Kim Davies after August Strindberg
Katy Galloway Productions and 3 hearts canvas
Southwark Playhouse Borough

Meaghan Martin as Julie and Oli Higginson as John in Smoke Credit: Lucy Hayes
Meaghan Martin as Julie and Oli Higginson as John in Smoke Credit: Lucy Hayes
Meaghan Martin as Julie and Oli Higginson as John in Smoke Credit: Lucy Hayes
Meaghan Martin as Julie and Oli Higginson as John in Smoke Credit: Lucy Hayes
Oli Higginson as John in Smoke Credit: Lucy Hayes
Meaghan Martin as Julie in Smoke Credit: Lucy Hayes

Linbury Prize-winning Sami Fendall’s black sandpit set is an excellent locale for this transposition of Strindberg’s misogynistic Miss Julie to a 2012 New York City, BDSM party. What at first looks like a weird playground for Julie and John’s tense flirting becomes a sinister wrestling ring in which they throw each other against the ropes, bouncing back for more.

Rather like wrestling, the interaction between privileged college girl Julie and her father’s intern, the older John, appears staged and artificial but nonetheless serves to establish a distribution of power.

That distribution seesaws like a pump handle ramping up the friction, and the sense of uncertainty is maintained as their focus is drawn to the S&M roleplaying they are, by definition, at the party to engage in.

Writer Kim Davies’s intricate, not un-funny, reworking of the 1888 classic bigs up the sexual frisson of the original and skilfully blurs the boundary between the power one has over the other as predetermined by society and the erotic power exchange of the BDSM setting.

Whilst status, age, gender and wealth define their roles and limitations in one respect, in the sexual role-playing where Julie is the novice and John, by virtue of his experience, is her guide, that is thrown aside and we see the selective lowering of guards as history is shared, desires are revealed and boundaries are identified.

There is something anonymous and calculating about this negotiated thrill-giving and by today’s standards there is too little said about abuse of power or consent, but the sub hitting back against the dom outside of the playground gives an interesting edge.

Co-directors’ Júlia Levai and Polina Kalinina’s production uses the black sand as both prop and language. John and Julie exchange it, play with it casually, demonstrate with it sensually, get dirty with it and throw it to indicate violence.

It is effective enough in a play that would be unstageable without such an intermediary device, but it has its flaws. When John pours sand over a recumbent Julie in a representation of knife foreplay, it looks weird rather than uneasily sexual or threatening, and when there is physical contact, I was left wondering what I had missed that it was not representational.

This does not detract from the two assured and immensely watchable performances. Oli Higginson plays a vulnerable intern and sexually confident John with ease, but Meaghan Martin’s Julie holds her own cards. Her performance walks a subtle line between wanting “to be broken” and knowing where she has the upper hand.

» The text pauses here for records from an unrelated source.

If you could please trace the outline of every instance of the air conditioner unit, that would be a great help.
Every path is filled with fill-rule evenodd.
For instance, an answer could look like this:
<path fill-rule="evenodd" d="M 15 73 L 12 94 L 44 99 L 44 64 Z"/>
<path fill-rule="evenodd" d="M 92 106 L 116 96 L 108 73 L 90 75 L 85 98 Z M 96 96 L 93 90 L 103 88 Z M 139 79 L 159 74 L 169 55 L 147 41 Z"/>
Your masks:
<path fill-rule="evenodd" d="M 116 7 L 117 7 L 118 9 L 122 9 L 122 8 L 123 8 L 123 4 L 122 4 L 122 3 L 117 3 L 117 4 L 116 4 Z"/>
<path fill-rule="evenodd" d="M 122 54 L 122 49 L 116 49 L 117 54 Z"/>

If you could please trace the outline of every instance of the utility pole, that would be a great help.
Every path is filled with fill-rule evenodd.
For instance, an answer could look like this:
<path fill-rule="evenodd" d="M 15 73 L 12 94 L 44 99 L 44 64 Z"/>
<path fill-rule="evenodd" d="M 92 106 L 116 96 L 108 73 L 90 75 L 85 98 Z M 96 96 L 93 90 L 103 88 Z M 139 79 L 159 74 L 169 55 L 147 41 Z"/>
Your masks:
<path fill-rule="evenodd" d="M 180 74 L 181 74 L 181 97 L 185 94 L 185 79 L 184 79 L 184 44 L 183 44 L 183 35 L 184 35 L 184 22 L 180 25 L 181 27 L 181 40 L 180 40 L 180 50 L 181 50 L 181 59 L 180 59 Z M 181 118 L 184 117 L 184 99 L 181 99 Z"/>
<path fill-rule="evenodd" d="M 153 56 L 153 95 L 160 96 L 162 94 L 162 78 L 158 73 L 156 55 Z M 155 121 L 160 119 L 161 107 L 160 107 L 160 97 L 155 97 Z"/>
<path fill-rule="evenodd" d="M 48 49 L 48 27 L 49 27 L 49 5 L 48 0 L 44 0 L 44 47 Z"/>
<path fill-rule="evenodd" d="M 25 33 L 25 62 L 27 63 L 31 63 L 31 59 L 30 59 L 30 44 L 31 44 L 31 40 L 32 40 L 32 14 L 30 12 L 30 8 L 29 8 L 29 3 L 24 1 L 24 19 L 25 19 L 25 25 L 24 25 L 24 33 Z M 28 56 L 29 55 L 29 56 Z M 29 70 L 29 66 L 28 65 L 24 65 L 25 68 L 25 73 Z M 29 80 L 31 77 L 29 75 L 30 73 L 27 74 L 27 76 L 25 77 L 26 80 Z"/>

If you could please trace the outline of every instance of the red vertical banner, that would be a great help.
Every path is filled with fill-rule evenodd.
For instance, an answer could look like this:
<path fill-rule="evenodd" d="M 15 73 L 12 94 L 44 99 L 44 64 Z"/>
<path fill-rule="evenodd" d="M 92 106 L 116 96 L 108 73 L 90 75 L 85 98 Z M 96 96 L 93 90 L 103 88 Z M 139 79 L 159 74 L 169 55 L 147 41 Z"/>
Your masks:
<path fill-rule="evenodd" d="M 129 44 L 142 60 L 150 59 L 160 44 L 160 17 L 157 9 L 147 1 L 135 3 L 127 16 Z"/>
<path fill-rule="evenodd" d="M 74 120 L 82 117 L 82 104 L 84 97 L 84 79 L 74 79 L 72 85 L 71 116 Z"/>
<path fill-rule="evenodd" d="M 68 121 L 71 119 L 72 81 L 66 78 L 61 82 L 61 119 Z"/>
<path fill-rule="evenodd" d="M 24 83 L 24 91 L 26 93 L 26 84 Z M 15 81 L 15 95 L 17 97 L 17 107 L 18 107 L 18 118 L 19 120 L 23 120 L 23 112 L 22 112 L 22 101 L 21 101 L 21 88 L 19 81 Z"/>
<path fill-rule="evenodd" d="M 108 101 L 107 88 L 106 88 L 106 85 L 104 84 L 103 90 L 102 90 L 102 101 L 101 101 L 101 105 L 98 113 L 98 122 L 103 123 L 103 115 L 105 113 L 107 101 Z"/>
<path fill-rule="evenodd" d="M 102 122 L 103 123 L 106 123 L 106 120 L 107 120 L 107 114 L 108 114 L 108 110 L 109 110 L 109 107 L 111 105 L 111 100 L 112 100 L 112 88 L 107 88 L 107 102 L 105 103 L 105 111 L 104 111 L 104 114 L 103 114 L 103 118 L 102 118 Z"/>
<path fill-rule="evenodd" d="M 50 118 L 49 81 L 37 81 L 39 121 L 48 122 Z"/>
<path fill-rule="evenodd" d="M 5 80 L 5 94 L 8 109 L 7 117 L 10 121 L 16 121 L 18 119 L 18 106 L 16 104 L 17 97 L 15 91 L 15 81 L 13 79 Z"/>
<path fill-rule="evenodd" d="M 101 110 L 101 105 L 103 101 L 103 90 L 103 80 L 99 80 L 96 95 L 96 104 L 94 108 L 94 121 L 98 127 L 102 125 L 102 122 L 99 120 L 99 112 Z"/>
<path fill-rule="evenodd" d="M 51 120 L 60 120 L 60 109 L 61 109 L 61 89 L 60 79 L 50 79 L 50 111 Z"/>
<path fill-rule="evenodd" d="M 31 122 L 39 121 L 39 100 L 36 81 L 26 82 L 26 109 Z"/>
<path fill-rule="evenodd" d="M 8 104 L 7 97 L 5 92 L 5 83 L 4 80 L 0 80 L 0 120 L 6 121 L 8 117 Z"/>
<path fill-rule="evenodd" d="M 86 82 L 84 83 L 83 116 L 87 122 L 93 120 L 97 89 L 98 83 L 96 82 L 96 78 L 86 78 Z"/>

Southwark Playhouse’s Little makes the intensity and occasional discomfort of this play inescapable. Levai and Kalinina’s direction in-the-round magnifies the game of chase between Julie and John, and the difficult intimacy when they come together around the upturned fridge that nods to their kitchen encounter.

When a production is in-the-round, some of the audience will always miss out and with the closing scene of Smoke it was my turn. Not seeing the final tableau has left me without a sense of closure, even if I do have lots to think about. A large part of me is holding out the hope that Davies broke away from the original and has Julie playing the game right to the end.